Le gouvernement d'Olaf Scholz veut capitaliser sur les carburants neutres en CO₂ pour ne pas pénaliser son industrie automobile.
Fin 2022, le Parlement européen a voté en faveur de l'interdiction de la vente de voitures et de camionnettes à essence, et même d'hybrides, dès 2035. La Commission européenne, qui regroupe les gouvernements des Vingt-Sept, était censée entériner cette décision le 7 mars. Cependant, la première économie du continent a décidé de tout faire capoter à la dernière minute, à la surprise générale.

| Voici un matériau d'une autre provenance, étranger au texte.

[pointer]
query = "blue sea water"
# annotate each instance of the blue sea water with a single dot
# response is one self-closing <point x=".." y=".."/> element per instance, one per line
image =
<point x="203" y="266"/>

L'opposition inattendue d'un pays majeur dans l'industrie automobile
L'Allemagne s'est publiquement opposée au vote, estimant que le projet ne fournit pas assez de garanties sur le sujet des carburants synthétiques. Neutres en CO₂, ceux-ci pourraient permettre aux moteurs à combustion interne de limiter fortement leur impact sur l'environnement, et donc d'être vendus au-delà de 2035. Le pays entend en tirer parti pour préserver son industrie automobile, au cas où le secteur et son marché ne parviendraient pas à effectuer à temps la transition vers les véhicules électriques.
Bien que d'autres États se soient opposés très tôt au projet de loi, comme l'Italie, la Pologne et la Bulgarie, la majorité était encore acquise au sein de la Commission. Avec le vote défavorable de l'Allemagne, le contre est assuré, ce qui a conduit la présidence suédoise à reporter le vote à une date encore indéterminée.

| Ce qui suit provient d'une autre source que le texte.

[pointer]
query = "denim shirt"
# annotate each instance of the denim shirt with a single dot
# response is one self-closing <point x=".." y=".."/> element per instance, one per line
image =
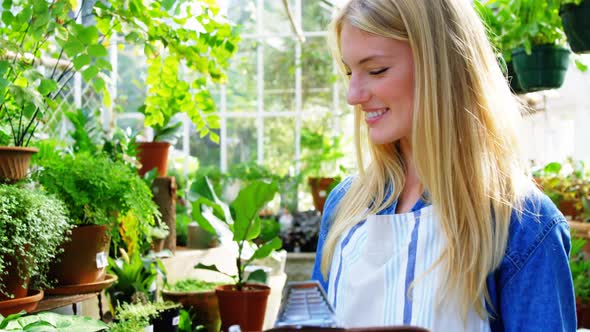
<point x="532" y="288"/>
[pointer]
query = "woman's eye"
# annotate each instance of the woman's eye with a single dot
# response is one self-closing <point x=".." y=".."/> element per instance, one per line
<point x="379" y="71"/>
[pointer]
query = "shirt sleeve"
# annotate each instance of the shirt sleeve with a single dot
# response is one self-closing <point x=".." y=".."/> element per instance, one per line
<point x="535" y="290"/>
<point x="329" y="210"/>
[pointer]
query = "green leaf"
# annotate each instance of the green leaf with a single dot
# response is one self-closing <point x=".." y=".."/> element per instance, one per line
<point x="81" y="61"/>
<point x="97" y="50"/>
<point x="47" y="86"/>
<point x="73" y="48"/>
<point x="90" y="73"/>
<point x="249" y="202"/>
<point x="258" y="276"/>
<point x="267" y="248"/>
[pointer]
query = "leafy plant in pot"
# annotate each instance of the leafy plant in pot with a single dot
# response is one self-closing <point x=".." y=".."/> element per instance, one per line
<point x="98" y="192"/>
<point x="169" y="48"/>
<point x="27" y="95"/>
<point x="241" y="303"/>
<point x="32" y="227"/>
<point x="320" y="155"/>
<point x="198" y="298"/>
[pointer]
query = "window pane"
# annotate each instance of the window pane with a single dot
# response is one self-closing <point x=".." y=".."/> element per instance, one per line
<point x="279" y="145"/>
<point x="275" y="16"/>
<point x="241" y="84"/>
<point x="316" y="15"/>
<point x="241" y="141"/>
<point x="243" y="13"/>
<point x="317" y="75"/>
<point x="279" y="74"/>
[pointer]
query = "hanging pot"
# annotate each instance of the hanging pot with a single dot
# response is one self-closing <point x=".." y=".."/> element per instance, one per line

Ce revirement serait lié à l'incapacité de la coalition menée par Olaf Scholz de trouver un accord sur le sujet. Cette décision a néanmoins surpris de nombreux observateurs, car certains constructeurs du pays se sont déjà engagés à respecter ces échéances, comme Audi : « Nous abandonnerons progressivement le moteur à combustion interne dès 2033, parce que le véhicule électrique à batterie est la méthode la plus efficace pour la mobilité individuelle. »
Des technologies qui ne font pas l'unanimité
Si les carburants de synthèse dont il est question ne se sont pas fait une place de choix dans ce projet de loi, ce serait pour de bonnes raisons. Les e-carburants, par exemple, permettent effectivement de réduire considérablement les émissions de CO₂ des véhicules en circulation, mais leur fabrication nécessite une quantité importante d'énergie. Ceci laisse entendre qu'une voiture électrique consommerait moins d'énergie par kilomètre parcouru. Considération qui n'est pas à prendre à la légère dans un contexte énergétique mis à mal depuis le début de la décennie.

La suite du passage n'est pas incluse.